I’m very fortunate for my white, privileged heritage. I’ve never had to experience the fear and injustice because of being black, of being a refugee fleeing a war-torn country, of being LGBT, or of being despised for a million other possible non reasons. I do have the experience of being a woman which, in itself, is hugely complex even without the reality of misogyny.
I would like to take a moment to recognize an amazing poet, the great Walt Whitman, who wrote, “…dismiss whatever insults your own soul…” He also wrote, “…stand up for the stupid and crazy…” though I don’t think he was talking about politicians. And let us thank all of the writers across this country and around the world. We are truly blessed to be here, since most of us will never have any kind of recognition and will live in poverty. That will never change.

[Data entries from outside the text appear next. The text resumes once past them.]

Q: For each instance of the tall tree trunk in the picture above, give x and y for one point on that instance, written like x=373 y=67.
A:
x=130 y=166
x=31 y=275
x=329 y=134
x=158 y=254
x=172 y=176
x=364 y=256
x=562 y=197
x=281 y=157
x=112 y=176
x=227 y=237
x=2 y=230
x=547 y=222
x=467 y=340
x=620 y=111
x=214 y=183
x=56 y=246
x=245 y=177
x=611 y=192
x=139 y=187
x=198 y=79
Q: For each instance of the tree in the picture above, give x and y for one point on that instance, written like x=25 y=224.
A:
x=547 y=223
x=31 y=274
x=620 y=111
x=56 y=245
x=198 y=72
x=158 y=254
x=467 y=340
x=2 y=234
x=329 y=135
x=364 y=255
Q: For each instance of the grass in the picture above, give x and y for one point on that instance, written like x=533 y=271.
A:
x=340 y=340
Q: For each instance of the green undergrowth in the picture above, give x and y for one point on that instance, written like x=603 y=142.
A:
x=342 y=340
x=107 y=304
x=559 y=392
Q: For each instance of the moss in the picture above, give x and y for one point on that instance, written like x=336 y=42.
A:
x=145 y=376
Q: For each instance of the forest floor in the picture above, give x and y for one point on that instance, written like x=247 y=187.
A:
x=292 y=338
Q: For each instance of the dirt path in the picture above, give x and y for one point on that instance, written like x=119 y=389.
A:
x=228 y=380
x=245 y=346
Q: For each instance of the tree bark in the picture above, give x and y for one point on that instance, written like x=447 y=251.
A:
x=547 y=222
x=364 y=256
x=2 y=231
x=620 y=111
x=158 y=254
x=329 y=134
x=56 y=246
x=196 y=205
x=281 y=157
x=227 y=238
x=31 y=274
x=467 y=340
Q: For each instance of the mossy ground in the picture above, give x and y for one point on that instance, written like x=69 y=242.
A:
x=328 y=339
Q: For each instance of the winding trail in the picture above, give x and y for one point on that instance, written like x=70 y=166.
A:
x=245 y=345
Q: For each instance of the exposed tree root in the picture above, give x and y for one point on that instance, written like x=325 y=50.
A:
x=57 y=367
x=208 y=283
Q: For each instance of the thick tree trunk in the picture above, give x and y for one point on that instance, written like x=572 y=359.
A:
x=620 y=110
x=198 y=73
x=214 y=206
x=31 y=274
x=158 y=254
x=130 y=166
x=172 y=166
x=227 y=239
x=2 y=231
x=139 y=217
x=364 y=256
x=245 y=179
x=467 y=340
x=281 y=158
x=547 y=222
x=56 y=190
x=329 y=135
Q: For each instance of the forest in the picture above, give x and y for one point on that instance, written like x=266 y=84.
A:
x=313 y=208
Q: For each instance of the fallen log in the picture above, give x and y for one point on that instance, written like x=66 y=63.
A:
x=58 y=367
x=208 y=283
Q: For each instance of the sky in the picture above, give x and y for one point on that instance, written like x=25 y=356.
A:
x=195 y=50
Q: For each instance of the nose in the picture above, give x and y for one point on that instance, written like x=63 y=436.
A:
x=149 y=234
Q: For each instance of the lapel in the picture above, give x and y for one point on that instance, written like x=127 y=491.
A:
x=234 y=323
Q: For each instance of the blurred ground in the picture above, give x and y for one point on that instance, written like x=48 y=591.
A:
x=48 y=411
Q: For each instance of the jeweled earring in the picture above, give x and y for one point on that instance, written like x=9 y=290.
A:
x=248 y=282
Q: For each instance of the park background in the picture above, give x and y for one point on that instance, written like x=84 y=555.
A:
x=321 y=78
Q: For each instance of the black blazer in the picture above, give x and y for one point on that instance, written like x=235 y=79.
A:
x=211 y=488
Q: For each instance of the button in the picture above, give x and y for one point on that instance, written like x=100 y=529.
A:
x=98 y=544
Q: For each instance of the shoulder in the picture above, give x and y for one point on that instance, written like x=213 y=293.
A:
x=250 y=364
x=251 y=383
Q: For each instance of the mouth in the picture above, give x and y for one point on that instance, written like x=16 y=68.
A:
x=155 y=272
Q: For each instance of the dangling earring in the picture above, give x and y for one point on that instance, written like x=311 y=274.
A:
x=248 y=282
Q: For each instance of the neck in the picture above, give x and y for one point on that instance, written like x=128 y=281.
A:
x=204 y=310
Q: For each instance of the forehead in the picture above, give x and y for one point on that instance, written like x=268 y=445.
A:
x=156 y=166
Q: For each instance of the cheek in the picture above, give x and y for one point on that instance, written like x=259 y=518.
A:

I can tell you that I have been concerned about this country for a long time. I think small. I see things. Sometimes I have trouble focusing, literally and figuratively. I am not tough but I am kind and fair and caring. This kindness is not always noted and this confuses me because it is there for all to see. What I tell you about myself may or may not be true.
I’ve graduated from college twice. The first time I saw This is Spinal Tap, I experienced culture shock and I’m very good at hydrating vegetables. I’d welcome change and I’d welcome prosperity, as I’m sure would all people, not just some of the people. That includes Christians and Jews and Muslims. It includes Hispanics and African Americans and Asians, and the poor and the middle- class. Did I forget anyone?
Like no one else, I have seen the talent, the energy, the tenacity, the resourceful mind, and the simple goodness of the heart of God. Everything depends on it. Let’s all come together.